Why Millionaires Who Want Higher Taxes Don't Just Donate Money To The Government

Why Don't Millionaires Who Want Higher Taxes Just Donate Money To The Government?

WASHINGTON -- The self-described Patriotic Millionaires who want the government to close its budget gaps with higher taxes on the rich think it's ridiculous to expect wealthy people to just "tax themselves" and donate their extra money to the government.

"The idea that people are just going to send in $1 million or $500,000 or $5 million or something to reduce the national debt is just preposterous on its face," Dennis Mehiel, the founder and chairman of cardboard box manufacturer U.S. Corrugated, said on a conference call with other millionaires this week.

A reporter had asked the millionaires why, if they want the government to take more of their money, don't they just hand it over voluntarily?

"We have a system of compulsory taxation and everybody gets treated the same under the law," Mehiel said. "We disagree with what the law is right now. We think its outcomes are unfair."

Paul Egerman, founder of a medical transcription company called eScription, also scoffed at the suggestion millionaires who advocate for higher taxes should take it upon themselves to send money to the government.

"Running any government is a shared responsibility of its citizens," Egerman said. "Government is not a charity, and you can’t imagine a situation where the Department of Defense runs a bake sale to build an aircraft carrier."

But one Florida man said he didn't mind sending some free cash to Uncle Sam. He thought it was such a good idea that he himself donated $5,000 to the U.S. Treasury this week, according to an email receipt the man shared with HuffPost. The man, who said he does not earn anything near a million dollars a year but is financially quite comfortable, spoke to HuffPost on condition of anonymity for fear of alienating coworkers who might earn less than he does.

Like the Patriotic Millionaires, the man felt he'd benefited unnecessarily from the tax cuts of the early 2000s, which according to left-leaning advocacy group Citizens for Tax Justice have added nearly $2.5 trillion to the national debt.
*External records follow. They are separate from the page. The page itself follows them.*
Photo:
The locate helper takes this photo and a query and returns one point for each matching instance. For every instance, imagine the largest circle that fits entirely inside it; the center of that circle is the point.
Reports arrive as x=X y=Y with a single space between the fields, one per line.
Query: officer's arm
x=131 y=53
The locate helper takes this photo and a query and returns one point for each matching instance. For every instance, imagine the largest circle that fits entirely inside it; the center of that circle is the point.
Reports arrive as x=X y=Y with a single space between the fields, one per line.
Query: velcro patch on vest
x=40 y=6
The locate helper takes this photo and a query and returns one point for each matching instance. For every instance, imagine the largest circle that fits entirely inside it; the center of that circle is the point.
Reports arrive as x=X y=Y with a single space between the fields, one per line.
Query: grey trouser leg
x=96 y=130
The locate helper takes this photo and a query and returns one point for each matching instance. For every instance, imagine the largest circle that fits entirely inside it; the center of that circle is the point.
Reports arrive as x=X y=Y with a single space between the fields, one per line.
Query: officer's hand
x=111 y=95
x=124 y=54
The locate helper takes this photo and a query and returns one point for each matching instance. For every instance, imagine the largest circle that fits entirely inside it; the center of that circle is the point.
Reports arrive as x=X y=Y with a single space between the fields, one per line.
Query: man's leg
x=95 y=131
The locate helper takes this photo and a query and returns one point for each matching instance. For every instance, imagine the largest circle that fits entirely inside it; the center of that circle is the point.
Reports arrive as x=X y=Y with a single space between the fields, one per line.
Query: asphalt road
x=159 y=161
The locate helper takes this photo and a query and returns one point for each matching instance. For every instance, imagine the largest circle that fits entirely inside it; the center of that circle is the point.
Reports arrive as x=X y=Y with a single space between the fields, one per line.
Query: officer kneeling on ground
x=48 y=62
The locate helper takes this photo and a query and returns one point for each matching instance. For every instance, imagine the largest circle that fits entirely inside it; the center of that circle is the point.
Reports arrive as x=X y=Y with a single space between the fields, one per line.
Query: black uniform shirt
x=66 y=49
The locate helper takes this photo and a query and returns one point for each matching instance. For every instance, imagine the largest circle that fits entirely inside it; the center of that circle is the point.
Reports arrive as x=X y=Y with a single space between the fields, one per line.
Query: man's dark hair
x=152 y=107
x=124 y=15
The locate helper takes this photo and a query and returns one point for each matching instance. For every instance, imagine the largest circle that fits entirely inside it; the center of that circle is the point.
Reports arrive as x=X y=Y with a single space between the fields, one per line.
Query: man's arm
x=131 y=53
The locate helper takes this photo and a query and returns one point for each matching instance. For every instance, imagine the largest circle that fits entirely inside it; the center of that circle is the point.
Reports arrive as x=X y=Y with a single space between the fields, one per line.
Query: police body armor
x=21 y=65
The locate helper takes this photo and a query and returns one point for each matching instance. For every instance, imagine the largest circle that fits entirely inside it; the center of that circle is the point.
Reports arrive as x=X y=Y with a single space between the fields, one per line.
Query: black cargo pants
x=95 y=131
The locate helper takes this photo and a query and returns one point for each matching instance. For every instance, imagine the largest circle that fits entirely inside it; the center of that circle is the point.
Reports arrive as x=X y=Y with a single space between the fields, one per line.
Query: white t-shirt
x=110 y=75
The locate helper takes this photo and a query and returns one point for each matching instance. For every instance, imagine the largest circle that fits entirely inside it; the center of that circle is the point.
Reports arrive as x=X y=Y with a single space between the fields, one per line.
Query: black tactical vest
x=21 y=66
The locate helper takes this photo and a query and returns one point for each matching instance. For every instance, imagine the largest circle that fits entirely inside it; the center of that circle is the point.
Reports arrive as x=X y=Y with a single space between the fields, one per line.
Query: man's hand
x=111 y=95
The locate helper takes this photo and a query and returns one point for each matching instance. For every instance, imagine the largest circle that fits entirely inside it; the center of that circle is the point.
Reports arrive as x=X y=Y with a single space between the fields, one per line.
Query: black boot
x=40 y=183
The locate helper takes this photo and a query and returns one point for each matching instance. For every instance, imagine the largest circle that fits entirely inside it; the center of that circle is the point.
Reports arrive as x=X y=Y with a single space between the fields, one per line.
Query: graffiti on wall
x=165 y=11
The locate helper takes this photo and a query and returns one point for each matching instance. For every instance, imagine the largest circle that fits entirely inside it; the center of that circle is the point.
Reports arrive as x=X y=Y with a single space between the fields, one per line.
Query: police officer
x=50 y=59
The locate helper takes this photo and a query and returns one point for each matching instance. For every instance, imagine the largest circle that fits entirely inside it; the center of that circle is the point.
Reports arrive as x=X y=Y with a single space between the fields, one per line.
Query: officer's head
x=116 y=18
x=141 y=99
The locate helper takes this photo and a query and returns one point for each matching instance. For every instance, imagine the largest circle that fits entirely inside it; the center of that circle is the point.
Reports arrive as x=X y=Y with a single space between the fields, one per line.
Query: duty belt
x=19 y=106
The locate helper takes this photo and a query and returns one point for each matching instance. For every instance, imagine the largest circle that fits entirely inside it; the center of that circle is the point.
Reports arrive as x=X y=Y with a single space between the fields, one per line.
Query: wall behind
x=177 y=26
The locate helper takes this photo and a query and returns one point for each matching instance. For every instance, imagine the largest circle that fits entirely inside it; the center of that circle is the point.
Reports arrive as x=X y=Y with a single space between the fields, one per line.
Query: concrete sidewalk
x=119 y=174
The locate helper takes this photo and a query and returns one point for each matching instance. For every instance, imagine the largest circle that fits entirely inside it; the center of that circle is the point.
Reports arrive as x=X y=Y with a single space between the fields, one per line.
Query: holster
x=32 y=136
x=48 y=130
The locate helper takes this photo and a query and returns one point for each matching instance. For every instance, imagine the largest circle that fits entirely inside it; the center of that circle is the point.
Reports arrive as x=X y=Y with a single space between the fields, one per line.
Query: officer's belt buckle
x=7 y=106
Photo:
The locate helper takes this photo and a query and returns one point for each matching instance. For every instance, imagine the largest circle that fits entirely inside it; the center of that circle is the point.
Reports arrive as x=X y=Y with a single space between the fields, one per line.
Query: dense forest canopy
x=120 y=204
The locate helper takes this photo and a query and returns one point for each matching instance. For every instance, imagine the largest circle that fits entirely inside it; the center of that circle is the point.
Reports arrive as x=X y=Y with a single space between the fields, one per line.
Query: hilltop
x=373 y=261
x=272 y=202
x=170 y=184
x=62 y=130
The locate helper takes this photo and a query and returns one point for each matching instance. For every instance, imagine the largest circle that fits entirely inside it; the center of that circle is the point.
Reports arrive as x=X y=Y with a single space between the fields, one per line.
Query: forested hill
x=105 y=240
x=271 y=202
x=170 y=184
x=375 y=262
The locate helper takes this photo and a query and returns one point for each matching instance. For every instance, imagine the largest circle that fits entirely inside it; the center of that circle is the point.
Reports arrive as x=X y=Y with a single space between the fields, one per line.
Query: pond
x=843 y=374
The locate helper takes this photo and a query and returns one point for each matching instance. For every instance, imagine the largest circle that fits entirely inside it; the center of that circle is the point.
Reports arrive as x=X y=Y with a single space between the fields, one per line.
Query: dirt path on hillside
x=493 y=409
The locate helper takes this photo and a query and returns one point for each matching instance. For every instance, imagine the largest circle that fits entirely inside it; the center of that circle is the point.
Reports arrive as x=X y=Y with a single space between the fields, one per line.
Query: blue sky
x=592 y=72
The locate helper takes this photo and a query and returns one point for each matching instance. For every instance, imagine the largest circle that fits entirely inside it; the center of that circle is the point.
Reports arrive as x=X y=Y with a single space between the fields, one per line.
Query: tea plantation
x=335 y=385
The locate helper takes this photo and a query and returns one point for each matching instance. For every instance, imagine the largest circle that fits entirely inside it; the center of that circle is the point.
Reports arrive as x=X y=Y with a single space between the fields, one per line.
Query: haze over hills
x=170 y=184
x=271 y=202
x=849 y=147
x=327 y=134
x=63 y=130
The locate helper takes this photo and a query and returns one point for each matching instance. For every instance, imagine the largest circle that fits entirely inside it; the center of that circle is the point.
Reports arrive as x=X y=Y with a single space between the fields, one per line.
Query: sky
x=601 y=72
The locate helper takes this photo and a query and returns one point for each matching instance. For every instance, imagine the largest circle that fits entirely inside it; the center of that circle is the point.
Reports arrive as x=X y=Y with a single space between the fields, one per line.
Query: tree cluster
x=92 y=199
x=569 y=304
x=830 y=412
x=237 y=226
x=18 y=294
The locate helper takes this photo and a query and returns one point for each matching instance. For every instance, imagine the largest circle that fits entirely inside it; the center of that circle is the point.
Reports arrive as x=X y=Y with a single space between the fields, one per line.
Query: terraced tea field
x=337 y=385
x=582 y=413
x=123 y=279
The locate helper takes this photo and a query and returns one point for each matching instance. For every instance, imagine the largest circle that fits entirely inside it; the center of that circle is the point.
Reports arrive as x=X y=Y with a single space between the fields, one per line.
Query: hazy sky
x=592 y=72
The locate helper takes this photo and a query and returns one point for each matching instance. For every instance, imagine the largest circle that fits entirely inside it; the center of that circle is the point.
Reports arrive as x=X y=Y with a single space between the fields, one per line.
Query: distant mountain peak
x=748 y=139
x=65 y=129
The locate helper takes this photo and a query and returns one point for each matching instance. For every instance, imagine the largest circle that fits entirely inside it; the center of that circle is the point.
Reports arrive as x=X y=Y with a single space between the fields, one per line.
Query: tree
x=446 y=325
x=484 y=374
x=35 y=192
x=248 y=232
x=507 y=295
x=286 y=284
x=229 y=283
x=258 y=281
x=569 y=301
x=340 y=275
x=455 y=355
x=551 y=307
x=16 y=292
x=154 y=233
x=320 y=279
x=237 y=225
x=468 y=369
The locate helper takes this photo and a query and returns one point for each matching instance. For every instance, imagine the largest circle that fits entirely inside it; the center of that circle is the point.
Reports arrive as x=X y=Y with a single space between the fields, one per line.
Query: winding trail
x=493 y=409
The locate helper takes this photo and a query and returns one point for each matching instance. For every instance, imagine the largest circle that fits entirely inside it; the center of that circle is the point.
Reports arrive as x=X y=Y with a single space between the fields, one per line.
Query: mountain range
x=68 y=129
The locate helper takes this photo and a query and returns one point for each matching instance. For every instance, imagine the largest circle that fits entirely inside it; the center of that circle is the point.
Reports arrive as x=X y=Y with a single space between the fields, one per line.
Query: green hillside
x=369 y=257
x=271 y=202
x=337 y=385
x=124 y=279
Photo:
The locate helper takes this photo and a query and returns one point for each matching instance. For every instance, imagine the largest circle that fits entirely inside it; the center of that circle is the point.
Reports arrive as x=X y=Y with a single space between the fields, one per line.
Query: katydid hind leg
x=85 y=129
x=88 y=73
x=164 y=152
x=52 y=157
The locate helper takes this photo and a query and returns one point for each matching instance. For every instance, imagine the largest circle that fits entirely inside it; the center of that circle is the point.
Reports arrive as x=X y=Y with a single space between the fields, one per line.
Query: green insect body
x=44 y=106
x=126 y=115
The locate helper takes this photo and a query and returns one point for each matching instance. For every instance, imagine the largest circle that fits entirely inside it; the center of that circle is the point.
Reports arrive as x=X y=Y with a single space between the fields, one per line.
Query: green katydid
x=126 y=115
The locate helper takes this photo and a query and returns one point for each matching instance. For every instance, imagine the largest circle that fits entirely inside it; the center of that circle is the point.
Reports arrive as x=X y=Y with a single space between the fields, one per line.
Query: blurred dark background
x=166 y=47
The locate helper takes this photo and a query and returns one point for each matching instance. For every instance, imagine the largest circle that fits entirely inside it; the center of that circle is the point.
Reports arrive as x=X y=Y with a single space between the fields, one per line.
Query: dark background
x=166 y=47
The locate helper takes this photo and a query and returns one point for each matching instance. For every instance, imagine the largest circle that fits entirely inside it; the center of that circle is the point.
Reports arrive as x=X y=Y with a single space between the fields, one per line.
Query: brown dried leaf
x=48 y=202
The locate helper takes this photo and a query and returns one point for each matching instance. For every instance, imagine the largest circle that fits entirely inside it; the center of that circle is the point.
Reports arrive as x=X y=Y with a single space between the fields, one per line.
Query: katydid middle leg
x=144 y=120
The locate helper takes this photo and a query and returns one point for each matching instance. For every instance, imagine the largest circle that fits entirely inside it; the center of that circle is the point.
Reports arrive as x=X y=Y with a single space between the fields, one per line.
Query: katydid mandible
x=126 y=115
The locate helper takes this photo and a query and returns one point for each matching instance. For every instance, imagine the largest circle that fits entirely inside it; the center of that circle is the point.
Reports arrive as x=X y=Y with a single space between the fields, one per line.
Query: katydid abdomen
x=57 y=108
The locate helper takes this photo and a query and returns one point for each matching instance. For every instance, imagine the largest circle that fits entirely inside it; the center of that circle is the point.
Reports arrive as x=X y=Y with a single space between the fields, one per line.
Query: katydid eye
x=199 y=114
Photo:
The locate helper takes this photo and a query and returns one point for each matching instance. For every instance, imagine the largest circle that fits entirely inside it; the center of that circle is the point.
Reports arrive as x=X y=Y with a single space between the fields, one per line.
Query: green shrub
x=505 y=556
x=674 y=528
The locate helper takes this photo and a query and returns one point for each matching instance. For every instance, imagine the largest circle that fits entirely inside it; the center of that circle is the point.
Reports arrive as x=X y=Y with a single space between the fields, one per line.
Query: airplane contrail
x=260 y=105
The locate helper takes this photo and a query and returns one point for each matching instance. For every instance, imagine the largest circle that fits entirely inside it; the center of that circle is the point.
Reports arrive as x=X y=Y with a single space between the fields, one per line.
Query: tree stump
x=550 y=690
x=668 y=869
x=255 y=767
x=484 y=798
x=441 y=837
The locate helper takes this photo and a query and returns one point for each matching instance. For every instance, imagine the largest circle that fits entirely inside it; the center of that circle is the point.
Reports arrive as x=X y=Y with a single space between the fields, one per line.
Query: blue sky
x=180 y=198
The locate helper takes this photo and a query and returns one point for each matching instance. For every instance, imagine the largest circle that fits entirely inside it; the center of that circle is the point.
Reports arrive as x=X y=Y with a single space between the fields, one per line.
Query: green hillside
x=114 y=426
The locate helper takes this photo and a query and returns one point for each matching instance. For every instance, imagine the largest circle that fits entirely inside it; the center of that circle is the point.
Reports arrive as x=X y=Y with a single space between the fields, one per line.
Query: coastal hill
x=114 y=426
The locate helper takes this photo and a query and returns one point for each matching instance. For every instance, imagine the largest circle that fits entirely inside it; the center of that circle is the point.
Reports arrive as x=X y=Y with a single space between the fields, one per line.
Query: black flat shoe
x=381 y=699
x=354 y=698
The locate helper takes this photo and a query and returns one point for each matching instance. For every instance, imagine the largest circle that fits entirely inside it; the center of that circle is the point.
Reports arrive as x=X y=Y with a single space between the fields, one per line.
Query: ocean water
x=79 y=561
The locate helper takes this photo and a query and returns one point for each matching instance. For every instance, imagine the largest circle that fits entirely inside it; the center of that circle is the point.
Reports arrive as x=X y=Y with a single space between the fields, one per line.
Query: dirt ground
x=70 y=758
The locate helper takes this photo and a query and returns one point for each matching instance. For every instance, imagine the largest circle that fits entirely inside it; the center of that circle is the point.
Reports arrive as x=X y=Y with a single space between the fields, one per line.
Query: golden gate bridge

He also said he doesn't like the rise in income inequality over the past few decades.

"After a year watching the gap between the richest and the poorest get greater and greater I finally got really cynical about it," the man said. "We're moving back to the way it was when there was a landed gentry and some small percentage of people own everything and everyone else is dirt poor."

To make his donation, the man went to www.Pay.gov and then found the "Gifts to Reduce the Public Debt" page. Making the donation took a couple minutes.

According to the Treasury Department, the government has received $1.7 million worth of donations to relieve the public debt so far this year. In 2009, it received $3 million worth of donations, the most ever.

But even if each of the nearly 200 millionaires who signed a letter demanding congressional Republicans consider tax increases donated $1 million to the government, they wouldn't put a dent in the government's debt, which currently stands at $14.3 trillion. According to CTJ, if the tax cuts are extended beyond their current expiration date of January 2013, they'll add another $5.5 trillion to the debt.

The cuts disproportionately benefit the richest 1 percent of Americans, according to an analysis by the Tax Policy Center, a project of the Brookings Institution and the Urban Institute.